ROANOKE TIMES 
                      Copyright (c) 1996, Roanoke Times

DATE: Thursday, September 26, 1996           TAG: 9609260059
SECTION: VIRGINIA                 PAGE: C-1  EDITION: METRO 
SOURCE: MARY BISHOP STAFF WRITER


`HE'S WHY WE'RE HERE,' SAY RESCUED TEENS

THE HEROIC MARINE spent a sleepless night, perhaps thinking of his son - the same age as one of the kids he saved.

The teen-agers who were rescued from their burning car on Interstate 581 want to meet the Marine they say saved their lives.

"He's why we're here today," Nicole Hicks, 19, said from her boyfriend's room at Carilion Roanoke Memorial Hospital Wednesday morning. "We both would have burned to death."

Hicks was driving boyfriend Kevin Ballinger, 18, to a Franklin Road audio shop Tuesday afternoon to pick up his car when she lost control of her Pontiac Sunbird. She spun around in the median and wound up with her car stuck sideways under the rear axle of a moving tractor-trailer from Georgia.

The truck dragged the car more than 500 feet before both vehicles came to a halt in the southbound lane of 581 at Hershberger Road. Sparks set both the car and the truckload of rubber on fire.

Marine Staff Sgt. Frank Hall, driving downtown on Marine business, stopped and pulled the young couple from the car shortly before it was engulfed in flames. The truck driver was not injured.

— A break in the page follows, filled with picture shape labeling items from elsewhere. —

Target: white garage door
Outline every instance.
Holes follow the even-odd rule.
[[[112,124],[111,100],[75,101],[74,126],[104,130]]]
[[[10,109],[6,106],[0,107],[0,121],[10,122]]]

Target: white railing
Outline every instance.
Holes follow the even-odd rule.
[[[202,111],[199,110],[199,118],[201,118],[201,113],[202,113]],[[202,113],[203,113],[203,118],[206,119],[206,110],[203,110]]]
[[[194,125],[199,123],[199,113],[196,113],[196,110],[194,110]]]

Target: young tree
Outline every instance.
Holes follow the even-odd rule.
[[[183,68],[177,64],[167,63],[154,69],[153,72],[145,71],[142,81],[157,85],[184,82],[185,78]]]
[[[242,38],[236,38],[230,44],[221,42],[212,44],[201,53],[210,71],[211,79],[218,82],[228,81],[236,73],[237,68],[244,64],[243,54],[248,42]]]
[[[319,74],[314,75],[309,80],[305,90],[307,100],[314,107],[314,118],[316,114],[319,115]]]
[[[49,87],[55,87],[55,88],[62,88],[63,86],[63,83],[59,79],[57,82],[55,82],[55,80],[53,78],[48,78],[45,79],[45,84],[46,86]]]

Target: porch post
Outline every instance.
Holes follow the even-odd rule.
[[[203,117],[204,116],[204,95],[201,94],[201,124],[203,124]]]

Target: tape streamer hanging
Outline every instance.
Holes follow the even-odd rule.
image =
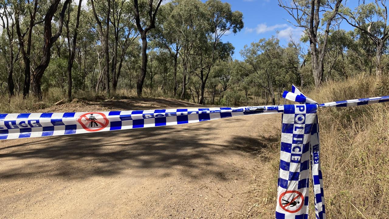
[[[0,114],[0,140],[193,123],[282,112],[282,106],[77,113]]]
[[[277,219],[308,218],[310,165],[316,218],[325,218],[317,109],[314,104],[284,105]]]

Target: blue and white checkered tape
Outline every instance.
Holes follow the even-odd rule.
[[[384,96],[377,97],[341,101],[319,104],[315,101],[307,97],[303,94],[298,90],[298,88],[294,85],[292,86],[292,92],[284,91],[282,94],[282,97],[286,99],[300,103],[317,104],[320,107],[355,106],[389,101],[389,96]]]
[[[0,140],[44,137],[193,123],[224,118],[283,113],[277,219],[307,219],[309,166],[316,217],[326,218],[320,166],[318,107],[389,101],[389,96],[319,104],[293,85],[283,97],[305,104],[280,106],[77,113],[0,114]]]
[[[0,140],[81,134],[193,123],[277,113],[283,106],[77,113],[0,114]]]

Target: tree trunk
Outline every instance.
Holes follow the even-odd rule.
[[[54,36],[53,36],[51,32],[51,20],[54,16],[54,14],[57,11],[58,5],[61,2],[60,0],[55,0],[53,2],[45,16],[44,23],[44,44],[43,46],[43,56],[41,59],[40,64],[33,72],[31,77],[31,91],[35,96],[40,99],[41,99],[42,97],[40,81],[45,71],[50,63],[51,48],[53,44],[58,39],[62,32],[63,17],[70,1],[70,0],[65,0],[63,3],[63,7],[60,14],[59,28]]]
[[[173,92],[174,97],[177,95],[177,58],[178,57],[178,50],[175,52],[175,56],[174,56],[174,74],[173,75],[173,81],[174,83]]]
[[[181,93],[181,99],[184,100],[185,99],[185,92],[186,91],[186,71],[187,71],[187,64],[185,63],[185,61],[184,61],[183,62],[184,63],[184,69],[183,69],[183,74],[182,74],[182,91]]]
[[[70,49],[70,38],[69,35],[69,19],[70,19],[70,7],[68,9],[68,21],[67,25],[67,37],[68,38],[68,49],[69,51],[69,58],[68,59],[68,98],[71,101],[72,98],[72,69],[73,68],[74,56],[75,55],[75,46],[78,34],[78,26],[79,25],[80,14],[81,12],[81,5],[82,0],[79,0],[78,7],[77,9],[77,18],[76,19],[75,28],[74,29],[74,35],[73,35],[73,45]],[[81,63],[79,64],[81,65]]]
[[[137,83],[137,94],[140,97],[142,95],[142,88],[146,77],[147,70],[147,39],[144,33],[141,34],[142,39],[142,67],[140,69],[140,76]]]
[[[378,39],[377,41],[377,51],[376,52],[376,57],[377,62],[375,70],[375,76],[378,79],[381,78],[382,76],[382,72],[385,66],[384,66],[384,63],[382,63],[382,49],[384,46],[384,42],[383,41]]]
[[[321,85],[323,77],[323,68],[319,66],[317,49],[314,42],[310,43],[311,60],[312,62],[312,72],[313,73],[315,87],[319,87]],[[324,63],[323,63],[324,64]]]
[[[109,15],[111,12],[111,0],[108,0],[107,2],[108,4],[108,8],[107,11],[107,30],[105,32],[105,43],[104,45],[104,51],[105,53],[105,72],[106,75],[106,85],[105,90],[107,92],[107,95],[109,96],[109,50],[108,48],[108,39],[109,37]]]

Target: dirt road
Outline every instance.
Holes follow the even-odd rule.
[[[188,106],[134,99],[45,111]],[[280,117],[0,141],[0,218],[242,217],[256,152]]]

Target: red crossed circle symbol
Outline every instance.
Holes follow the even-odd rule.
[[[287,203],[283,205],[281,203],[282,198],[284,197],[284,196],[289,193],[295,193],[295,194],[297,195],[296,196],[296,197],[293,198],[292,200],[289,201]],[[290,205],[293,202],[296,201],[296,200],[299,198],[301,198],[301,203],[298,204],[300,205],[300,206],[297,208],[297,209],[295,210],[291,210],[286,209],[287,207]],[[296,191],[295,190],[286,191],[281,193],[281,195],[280,195],[280,197],[278,198],[278,201],[279,203],[280,204],[280,206],[281,206],[281,207],[284,210],[289,212],[289,213],[296,213],[301,210],[301,208],[303,207],[303,205],[304,205],[304,196],[303,195],[303,194],[299,192],[298,191]]]
[[[92,120],[89,119],[89,118],[86,116],[87,115],[89,115],[90,114],[97,114],[100,115],[103,117],[103,119],[104,120],[104,122],[102,122],[97,120]],[[100,125],[101,126],[101,127],[99,128],[89,128],[88,127],[84,122],[82,122],[82,120],[87,121],[86,123],[87,124],[90,123],[90,122],[95,122]],[[107,126],[108,125],[108,124],[109,123],[109,120],[107,118],[107,117],[104,113],[87,113],[84,114],[82,114],[78,118],[78,120],[77,120],[79,123],[81,125],[81,126],[82,127],[82,128],[87,131],[89,132],[96,132],[97,131],[99,131],[107,127]]]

Ballinger says Hall first pulled Hicks out of the driver's seat. The passenger door was crushed into the truck's back tires, and Ballinger, a big man, was sprawled between the front and back seats. He says Hall helped him get turned around and crawl out. Hall's version is that Ballinger was moving but disoriented and needed to be yanked from the car.

"I guess if he hadn't been there, we both would have died," said Ballinger, a senior at Lord Botetourt High School.

Ballinger's liver is torn.

"It's not that bad," he said. "It just heals by itself."

He expects to be released today and may return to school Friday. Both he and Hicks are cashiers at the Kroger store on Williamson Road at Hollins.

Hicks, who was charged with reckless driving by state police, doesn't remember how she drove off the road. "I remember seeing the tractor-trailer spare tire in my face," she said. "That's all I remember."

She's shaken, but other than a sore, swollen nose, she's OK. She stayed with Ballinger at the hospital Tuesday night to be sure he was OK, too.

Hicks is upset about losing Sassy, the Yorkshire terrier that was with them in the car. It belongs to Ballinger's mother. Hall says he tried to catch the dog but it kept running back to the car. "Then the flames got really bad." He believes it burned to death.

Hall was up until 4 a.m. Wednesday, unable to sleep. He called his wife in Jacksonville, N.C. Like Hicks and Ballinger, they've been together since high school. Like Ballinger, their elder son is 18 and a senior in high school.

Hall was out recruiting for the Marines at a local high school Wednesday morning. People called his recruiting station talking about awards and offering congratulations. He's overwhelmed, tired.

Hall says he wants to meet the young couple, too. But first he needs some sleep.